In other news, it’s been five years since I started my first major blog post series, in this case, a five part review of Philip Pullman’s His Dark Materials sequence. I’m still quite proud of it. If you are interested in learning more about this challenging series of young adult fantasy novels, and getting a window in my own religious philosophy, I encourage you to take a look at my posts.
Vivian Katherine’s First Birthday Party!
We celebrated Vivian’s first birthday in style yesterday, with Vivian surrounded by family. She was the star of the show, of course, especially during the ceremonial smoushing of the first birthday cake. Erin has more wonderful photographs here
We expected it, but we were still a little overwhelmed when Vivian got on her sugar high and crawled at top speed from one end of our top floor and back, many times. She didn’t go to sleep until about 10:30, and I fear that all three of us were a little queasy from too much sugar. But it was a good time, and nothing that some Tums, ginger ale and mint tea couldn’t put right.
And now for an overdue review…
The Mayan Grill
Waterloo Region has come a long way since I migrated there with my parents in 1991. The town, known primarily for its German/East European heritage, has become a lot more diverse, with decent Chinese and East Asian restaurants materializing throughout the tri-cities, and our streets becoming a good mix of colour.
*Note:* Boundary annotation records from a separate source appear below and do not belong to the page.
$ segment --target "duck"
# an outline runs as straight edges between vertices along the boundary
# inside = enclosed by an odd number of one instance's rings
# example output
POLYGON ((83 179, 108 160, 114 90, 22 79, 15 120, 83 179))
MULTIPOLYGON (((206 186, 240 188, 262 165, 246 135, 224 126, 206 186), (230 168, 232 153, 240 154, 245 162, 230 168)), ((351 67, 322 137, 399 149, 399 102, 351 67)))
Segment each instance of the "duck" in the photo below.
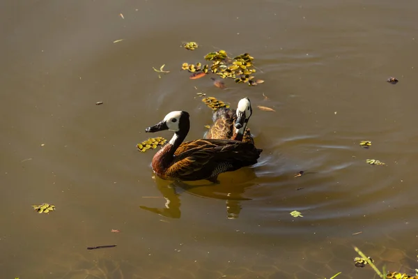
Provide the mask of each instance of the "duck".
POLYGON ((238 140, 254 144, 249 128, 247 128, 251 114, 252 108, 248 97, 240 100, 237 110, 227 107, 218 109, 212 117, 213 125, 203 137, 238 140))
POLYGON ((257 163, 262 149, 249 142, 231 140, 199 139, 183 142, 190 128, 185 111, 169 113, 146 133, 169 130, 173 137, 154 155, 151 167, 164 180, 208 180, 219 183, 219 174, 233 172, 257 163))

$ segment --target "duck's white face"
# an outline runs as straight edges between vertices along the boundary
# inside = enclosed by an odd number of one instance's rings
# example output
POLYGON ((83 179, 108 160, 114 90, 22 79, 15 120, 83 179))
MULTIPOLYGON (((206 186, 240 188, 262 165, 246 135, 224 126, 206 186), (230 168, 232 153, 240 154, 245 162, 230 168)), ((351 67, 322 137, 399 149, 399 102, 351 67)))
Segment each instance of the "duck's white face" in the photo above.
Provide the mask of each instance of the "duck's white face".
POLYGON ((248 119, 251 116, 251 103, 247 98, 243 98, 238 102, 238 107, 237 108, 237 116, 245 114, 245 119, 248 119))
POLYGON ((173 132, 178 132, 180 130, 178 123, 180 123, 180 117, 181 116, 181 111, 171 112, 164 118, 166 125, 169 127, 169 130, 173 132))

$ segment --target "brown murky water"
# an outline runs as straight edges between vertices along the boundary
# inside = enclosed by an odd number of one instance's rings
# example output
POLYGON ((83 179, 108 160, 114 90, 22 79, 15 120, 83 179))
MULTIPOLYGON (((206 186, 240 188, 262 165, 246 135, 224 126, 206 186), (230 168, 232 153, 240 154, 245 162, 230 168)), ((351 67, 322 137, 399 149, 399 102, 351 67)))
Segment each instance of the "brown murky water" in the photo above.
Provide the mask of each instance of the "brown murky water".
POLYGON ((353 245, 380 267, 418 267, 417 1, 0 7, 2 278, 371 278, 353 245), (188 40, 200 47, 180 47, 188 40), (265 83, 222 90, 180 70, 220 49, 251 53, 265 83), (192 116, 187 139, 201 137, 211 112, 196 92, 250 97, 264 151, 220 186, 185 190, 154 180, 155 151, 135 144, 178 110, 192 116), (56 211, 33 212, 42 202, 56 211))

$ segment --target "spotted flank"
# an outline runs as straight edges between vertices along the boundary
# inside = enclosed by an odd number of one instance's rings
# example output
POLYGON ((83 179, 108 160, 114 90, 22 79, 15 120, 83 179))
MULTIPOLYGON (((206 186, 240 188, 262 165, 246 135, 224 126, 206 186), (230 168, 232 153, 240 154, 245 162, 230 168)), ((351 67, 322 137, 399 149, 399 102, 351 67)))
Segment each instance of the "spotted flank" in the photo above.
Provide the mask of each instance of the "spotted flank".
POLYGON ((210 177, 216 177, 218 176, 218 174, 222 172, 228 172, 228 170, 232 168, 233 168, 233 166, 231 163, 222 162, 215 167, 212 172, 210 177))

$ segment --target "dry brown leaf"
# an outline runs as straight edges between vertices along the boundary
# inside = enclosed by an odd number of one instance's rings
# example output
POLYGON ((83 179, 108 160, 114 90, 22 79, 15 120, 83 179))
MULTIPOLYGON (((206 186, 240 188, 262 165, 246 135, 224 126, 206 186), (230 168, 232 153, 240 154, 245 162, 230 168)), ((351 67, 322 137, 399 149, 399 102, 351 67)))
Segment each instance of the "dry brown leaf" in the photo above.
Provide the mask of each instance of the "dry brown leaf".
POLYGON ((192 75, 189 77, 189 79, 190 79, 190 80, 197 80, 198 78, 203 77, 204 77, 205 75, 206 75, 206 73, 203 73, 203 72, 201 72, 201 73, 194 73, 193 75, 192 75))
POLYGON ((215 85, 217 88, 220 88, 221 89, 226 88, 226 86, 225 85, 224 82, 222 82, 222 80, 215 80, 213 82, 213 85, 215 85))
POLYGON ((263 107, 263 106, 262 106, 262 105, 258 105, 257 107, 258 107, 260 110, 264 110, 265 112, 275 112, 275 110, 273 110, 273 109, 272 109, 272 108, 270 108, 270 107, 263 107))

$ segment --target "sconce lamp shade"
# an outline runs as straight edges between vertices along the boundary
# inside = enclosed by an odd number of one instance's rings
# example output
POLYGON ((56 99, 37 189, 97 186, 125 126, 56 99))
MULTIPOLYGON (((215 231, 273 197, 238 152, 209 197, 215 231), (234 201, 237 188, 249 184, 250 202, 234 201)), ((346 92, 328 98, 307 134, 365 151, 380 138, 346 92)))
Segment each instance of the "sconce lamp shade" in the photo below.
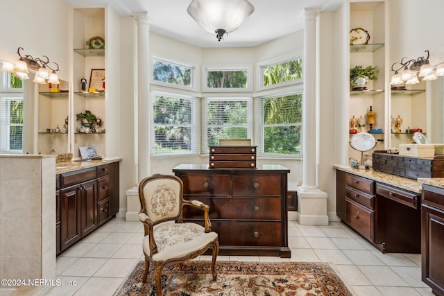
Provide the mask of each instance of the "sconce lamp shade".
POLYGON ((48 83, 51 83, 53 85, 58 85, 60 82, 58 80, 58 76, 56 73, 56 72, 53 72, 49 74, 49 79, 48 79, 48 83))
POLYGON ((254 11, 247 0, 193 0, 188 14, 207 32, 221 39, 241 26, 254 11))
POLYGON ((14 73, 14 64, 3 61, 0 71, 6 73, 14 73))
POLYGON ((28 66, 26 66, 26 63, 22 60, 18 60, 15 63, 14 71, 15 72, 29 73, 29 71, 28 71, 28 66))

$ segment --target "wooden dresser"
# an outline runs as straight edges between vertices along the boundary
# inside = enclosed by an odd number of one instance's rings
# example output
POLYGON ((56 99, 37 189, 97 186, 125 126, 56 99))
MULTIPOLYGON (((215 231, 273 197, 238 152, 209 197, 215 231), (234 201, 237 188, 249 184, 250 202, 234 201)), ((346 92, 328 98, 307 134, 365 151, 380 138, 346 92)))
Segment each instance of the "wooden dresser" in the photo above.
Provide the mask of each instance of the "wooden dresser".
MULTIPOLYGON (((220 254, 291 256, 288 168, 261 165, 251 169, 209 169, 207 164, 181 164, 173 171, 183 181, 184 198, 210 206, 220 254)), ((184 221, 203 223, 201 211, 189 208, 183 214, 184 221)))

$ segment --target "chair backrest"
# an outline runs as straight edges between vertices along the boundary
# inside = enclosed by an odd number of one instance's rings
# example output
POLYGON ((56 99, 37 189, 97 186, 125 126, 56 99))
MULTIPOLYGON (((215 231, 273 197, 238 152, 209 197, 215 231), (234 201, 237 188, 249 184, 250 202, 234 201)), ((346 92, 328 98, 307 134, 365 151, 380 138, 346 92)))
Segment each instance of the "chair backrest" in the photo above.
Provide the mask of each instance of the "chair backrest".
POLYGON ((155 224, 175 220, 182 214, 182 180, 171 175, 153 175, 139 185, 142 211, 155 224))

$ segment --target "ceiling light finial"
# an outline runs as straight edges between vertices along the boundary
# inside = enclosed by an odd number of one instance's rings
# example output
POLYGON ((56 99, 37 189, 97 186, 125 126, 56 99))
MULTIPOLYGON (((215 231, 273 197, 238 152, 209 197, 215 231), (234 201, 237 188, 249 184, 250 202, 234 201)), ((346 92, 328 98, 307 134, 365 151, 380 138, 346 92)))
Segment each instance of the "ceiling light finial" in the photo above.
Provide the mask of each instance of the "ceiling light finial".
POLYGON ((193 0, 188 14, 208 33, 216 33, 219 41, 233 32, 254 11, 247 0, 193 0))

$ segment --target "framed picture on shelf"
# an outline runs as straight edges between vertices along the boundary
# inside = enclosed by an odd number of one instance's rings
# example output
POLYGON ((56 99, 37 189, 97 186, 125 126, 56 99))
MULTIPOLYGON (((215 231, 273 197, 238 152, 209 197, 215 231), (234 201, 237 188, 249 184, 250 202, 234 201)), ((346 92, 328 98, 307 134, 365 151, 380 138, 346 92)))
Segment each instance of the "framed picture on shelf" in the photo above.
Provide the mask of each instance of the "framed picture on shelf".
POLYGON ((105 69, 92 69, 89 77, 89 89, 96 89, 97 92, 105 91, 105 69))

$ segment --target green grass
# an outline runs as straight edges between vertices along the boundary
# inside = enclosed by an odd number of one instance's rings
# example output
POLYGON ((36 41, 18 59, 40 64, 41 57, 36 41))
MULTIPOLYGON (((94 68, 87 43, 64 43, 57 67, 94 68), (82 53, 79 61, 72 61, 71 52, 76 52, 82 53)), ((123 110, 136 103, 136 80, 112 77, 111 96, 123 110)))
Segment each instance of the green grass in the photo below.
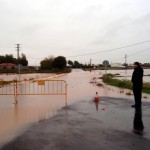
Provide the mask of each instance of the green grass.
MULTIPOLYGON (((116 86, 120 88, 126 88, 126 89, 132 89, 132 82, 129 80, 119 80, 114 78, 115 75, 113 74, 106 74, 101 77, 104 83, 111 85, 111 86, 116 86)), ((145 82, 143 84, 143 89, 142 92, 150 94, 150 83, 145 82)))

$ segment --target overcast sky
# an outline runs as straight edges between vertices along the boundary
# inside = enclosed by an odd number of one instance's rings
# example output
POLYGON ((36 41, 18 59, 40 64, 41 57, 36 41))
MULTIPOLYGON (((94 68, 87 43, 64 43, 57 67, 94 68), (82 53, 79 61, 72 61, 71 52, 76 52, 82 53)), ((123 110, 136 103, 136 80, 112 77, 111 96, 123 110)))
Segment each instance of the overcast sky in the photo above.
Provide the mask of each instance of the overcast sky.
POLYGON ((0 55, 21 44, 30 65, 63 55, 88 63, 150 62, 150 0, 0 0, 0 55), (143 50, 143 52, 142 52, 143 50), (137 53, 137 54, 136 54, 137 53), (131 56, 132 55, 132 56, 131 56))

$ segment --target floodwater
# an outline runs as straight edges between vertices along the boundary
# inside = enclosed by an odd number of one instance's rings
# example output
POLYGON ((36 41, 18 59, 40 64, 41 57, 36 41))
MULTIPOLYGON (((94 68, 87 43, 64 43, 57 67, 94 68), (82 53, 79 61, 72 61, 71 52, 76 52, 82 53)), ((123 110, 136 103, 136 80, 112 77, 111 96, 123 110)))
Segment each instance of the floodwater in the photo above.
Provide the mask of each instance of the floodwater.
MULTIPOLYGON (((102 74, 105 73, 104 70, 99 71, 102 74)), ((130 70, 107 70, 107 73, 111 74, 119 74, 121 77, 117 77, 117 79, 126 79, 131 80, 133 69, 130 70)), ((150 82, 150 69, 144 69, 143 82, 150 82)))
MULTIPOLYGON (((101 71, 90 73, 76 69, 70 74, 58 77, 67 81, 68 105, 82 99, 93 99, 96 92, 99 96, 128 98, 133 101, 133 96, 127 95, 130 90, 108 85, 98 87, 95 83, 90 83, 94 77, 99 77, 100 73, 101 71)), ((43 77, 50 76, 46 74, 43 77)), ((145 97, 143 101, 150 101, 150 95, 143 94, 143 97, 145 97)), ((13 104, 13 98, 13 96, 0 96, 0 145, 20 135, 31 125, 52 117, 65 106, 65 96, 19 96, 17 105, 13 104)))

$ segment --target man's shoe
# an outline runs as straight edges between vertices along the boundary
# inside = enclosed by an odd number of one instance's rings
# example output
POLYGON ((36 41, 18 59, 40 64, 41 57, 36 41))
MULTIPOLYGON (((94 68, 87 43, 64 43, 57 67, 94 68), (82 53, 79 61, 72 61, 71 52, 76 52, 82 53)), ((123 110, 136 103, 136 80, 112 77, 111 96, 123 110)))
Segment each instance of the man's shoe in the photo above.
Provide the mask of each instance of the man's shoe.
POLYGON ((136 106, 135 105, 131 105, 131 107, 135 108, 136 106))

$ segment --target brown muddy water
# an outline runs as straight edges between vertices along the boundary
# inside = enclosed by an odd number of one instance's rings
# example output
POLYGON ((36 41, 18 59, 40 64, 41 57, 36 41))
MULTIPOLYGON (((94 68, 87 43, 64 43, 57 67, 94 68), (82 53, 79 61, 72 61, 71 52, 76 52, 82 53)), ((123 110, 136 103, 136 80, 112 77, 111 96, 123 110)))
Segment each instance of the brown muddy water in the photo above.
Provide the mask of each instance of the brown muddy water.
MULTIPOLYGON (((76 69, 70 74, 58 77, 67 81, 68 105, 83 99, 94 99, 96 92, 100 97, 120 97, 133 101, 133 95, 127 95, 127 93, 132 94, 130 90, 108 85, 97 86, 94 78, 99 77, 100 73, 76 69)), ((50 76, 47 74, 43 77, 50 76)), ((150 95, 143 94, 143 97, 145 97, 143 101, 150 101, 150 95)), ((63 106, 65 106, 64 96, 19 96, 17 105, 13 104, 13 96, 0 96, 0 145, 20 135, 34 123, 54 116, 63 106)))

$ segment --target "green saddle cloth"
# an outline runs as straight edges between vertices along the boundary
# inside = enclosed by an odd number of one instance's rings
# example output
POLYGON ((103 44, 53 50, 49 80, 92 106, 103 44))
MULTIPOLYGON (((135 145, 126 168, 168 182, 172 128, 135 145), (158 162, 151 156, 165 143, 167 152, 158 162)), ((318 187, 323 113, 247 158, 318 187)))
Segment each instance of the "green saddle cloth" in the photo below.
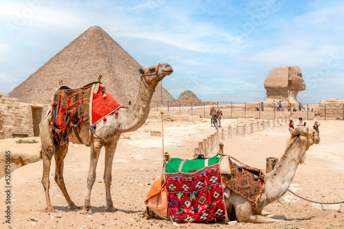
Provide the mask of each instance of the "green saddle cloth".
POLYGON ((208 166, 219 163, 221 160, 217 155, 208 159, 193 159, 193 160, 182 160, 180 158, 171 158, 170 161, 166 164, 166 172, 167 173, 178 173, 181 164, 184 162, 181 170, 182 173, 190 173, 195 170, 200 170, 205 167, 206 160, 208 160, 208 166))

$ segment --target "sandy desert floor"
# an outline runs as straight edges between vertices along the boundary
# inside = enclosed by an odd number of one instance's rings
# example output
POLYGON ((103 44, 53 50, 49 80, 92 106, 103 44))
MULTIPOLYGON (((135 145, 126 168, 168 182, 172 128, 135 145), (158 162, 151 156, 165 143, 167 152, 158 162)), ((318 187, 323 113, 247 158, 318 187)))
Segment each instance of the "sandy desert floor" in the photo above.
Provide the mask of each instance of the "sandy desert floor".
MULTIPOLYGON (((228 126, 235 120, 223 120, 228 126)), ((308 121, 310 125, 312 120, 308 121)), ((291 188, 297 194, 322 202, 344 200, 344 122, 321 121, 321 142, 306 153, 305 164, 300 165, 291 188)), ((148 120, 138 131, 131 133, 130 139, 119 141, 114 162, 112 176, 113 199, 118 210, 105 212, 105 192, 103 179, 104 152, 97 167, 96 182, 93 187, 91 204, 93 214, 83 215, 71 210, 62 193, 54 181, 54 162, 50 172, 50 195, 56 212, 45 212, 45 197, 41 183, 42 161, 29 164, 12 174, 12 228, 171 228, 170 221, 141 217, 144 208, 143 200, 151 184, 162 174, 162 138, 151 137, 149 130, 160 130, 161 123, 148 120), (32 221, 31 219, 36 221, 32 221)), ((197 142, 213 133, 209 122, 164 122, 165 151, 172 157, 191 159, 197 142)), ((290 134, 286 125, 222 141, 226 154, 230 155, 252 166, 264 169, 266 158, 279 157, 284 152, 290 134)), ((34 138, 39 140, 39 138, 34 138)), ((8 140, 0 140, 2 148, 25 152, 8 140)), ((32 144, 40 150, 40 144, 32 144)), ((30 151, 32 145, 30 145, 30 151)), ((75 204, 82 206, 86 191, 89 163, 89 149, 72 144, 65 160, 65 182, 75 204)), ((0 228, 5 223, 5 180, 0 179, 0 228)), ((181 228, 337 228, 344 227, 344 206, 341 210, 319 210, 312 203, 299 199, 287 192, 279 202, 271 204, 265 210, 284 215, 288 221, 272 224, 237 223, 180 224, 181 228)))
But one ethnic group that has been poorly represented here in Kitchener has been the Mexicans. Coming to Canada from Omaha, Erin has been able to enjoy any ethnic food she cares to try (Thai, West African, you name it), but one place where Omaha has Kitchener beat is in the size and fervour of its Mexican community. I’m told that Omaha’s Cinquo de Mayo rivals the city’s Independence Day celebrations, and some of the best Mexican restaurants can be stumbled upon if you just go to the commercial strip and pick a door at random.
Mexican food, especially in this neck of the woods, has been contaminated by the influence of fast food outlets like Taco Bell. What remains has been further downgraded by the influence of Tex-Mex. Until a few weeks ago, if I had to describe Mexican food, it would have called it heavy, slathered in red sauce and doused with spices. I would have said that it had no subtlety. That it was hard on the stomach and overpowered the palate.
That may have been the Tex in the Tex-Mex talking. The Mayan Grill, which recently opened its doors in downtown Preston (northern Cambridge) is truly authentic Mexican, and it reveals to the world (well, my world, at least), that Mexican cuisine is subtle, diverse, an orchestra on the palate, with each spice and flavour individually distinct, and yet working together to produce a tremendous whole.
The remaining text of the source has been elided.